Le coronavirus en tant que pandémie est bien à tous égards un produit de la mondialisation. Il en précise les traits et les tendances, il est un libre-échangiste actif, pugnace et efficace. Il prend part au processus par lequel une culture se défait tandis que s'affirme ce qui est moins une culture qu'une mécanique de forces inextricablement techniques, économiques, dominatrices, et le cas échéant physiologiques ou physiques ( pensons au pétrole, à l'atome.)
Faire une expérience, c'est toujours être perdu. On perd la maîtrise. En un sens, on est jamais vraiment le sujet de son expérience. C'est plutôt elle qui suscite un sujet nouveau. Un autre "nous" est en gestation.
La crise actuelle n'est pas seulement sanitaire mais est un produit de l'exaspération des conquêtes dans lesquelles nous nous retrouvons empêtrés et embourbés au point qu'en fait nous ne savons plus comment nous en sortir.
Aujourd'hui toute parole qu'elle soit technoscientifique, politique, philosophique ou morale ou morale, montre sa faiblesse. Il n' y a pas de savoir assuré, pas de programme d'action ou de pensée disponible.
Nous devons réapprendre à respirer et à vivre, tout simplement. Ce qui est beaucoup, et difficile et long - les enfants en font l'expérience. Ils ne savent pas parler, les infantes. Ils ne savent pas moduler leur souffle sur la parole. Mais ils ne demandent qu'à apprendre, et ils apprennent et ils parlent. Soyons des enfants. Recréons un langage. Ayons ce courage.

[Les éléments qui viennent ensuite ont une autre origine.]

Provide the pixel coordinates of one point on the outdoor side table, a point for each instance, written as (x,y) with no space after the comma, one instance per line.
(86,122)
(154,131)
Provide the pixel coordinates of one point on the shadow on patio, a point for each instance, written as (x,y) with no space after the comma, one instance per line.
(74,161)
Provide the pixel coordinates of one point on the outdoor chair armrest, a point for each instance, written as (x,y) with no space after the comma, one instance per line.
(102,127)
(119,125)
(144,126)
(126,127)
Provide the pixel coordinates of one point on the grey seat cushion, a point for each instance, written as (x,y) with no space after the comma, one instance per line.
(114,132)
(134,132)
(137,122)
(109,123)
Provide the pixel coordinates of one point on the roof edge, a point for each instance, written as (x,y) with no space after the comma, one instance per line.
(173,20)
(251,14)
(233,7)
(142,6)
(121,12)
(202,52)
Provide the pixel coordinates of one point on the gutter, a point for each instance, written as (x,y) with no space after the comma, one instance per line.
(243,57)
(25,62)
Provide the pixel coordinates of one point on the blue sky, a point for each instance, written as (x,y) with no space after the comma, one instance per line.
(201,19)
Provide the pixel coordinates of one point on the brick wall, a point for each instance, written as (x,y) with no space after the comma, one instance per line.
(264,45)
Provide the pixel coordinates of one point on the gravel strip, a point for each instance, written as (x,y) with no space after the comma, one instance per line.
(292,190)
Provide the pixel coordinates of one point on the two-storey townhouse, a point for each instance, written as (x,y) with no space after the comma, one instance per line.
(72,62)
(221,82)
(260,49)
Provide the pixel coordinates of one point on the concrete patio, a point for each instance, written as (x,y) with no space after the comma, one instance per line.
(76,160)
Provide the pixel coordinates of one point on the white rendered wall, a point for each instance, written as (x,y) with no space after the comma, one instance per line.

Une jeune femme a été mise en garde à vue pour avoir affiché à son balcon "macronavirus -aura-t-on bientôt fini ?" Le mot "macronavirus" a déjà circulé depuis quelque temps et on ne voit pas pourquoi une banderole déclenche une opération de police. Ce n'est pas seulement grotesque, c'est de la police politique de la plus minable espèce
L'activité économique est touchée à tous les niveaux, mais l'écart est grand entre l'entreprise multinationale, le petit autoentrepreneur et le cireur de chaussures dans la rue. L'idée d'un revenu dit "universel" revient avec insistance depuis quelque temps, comme une façon de répliquer à l'égalitarisme morbide du virus. Mais quelques soient les mesures techniques, elles devront être telles qu'elles mettront en question l'écart vraiment obscène des revenus qu'on observe depuis trop longtemps.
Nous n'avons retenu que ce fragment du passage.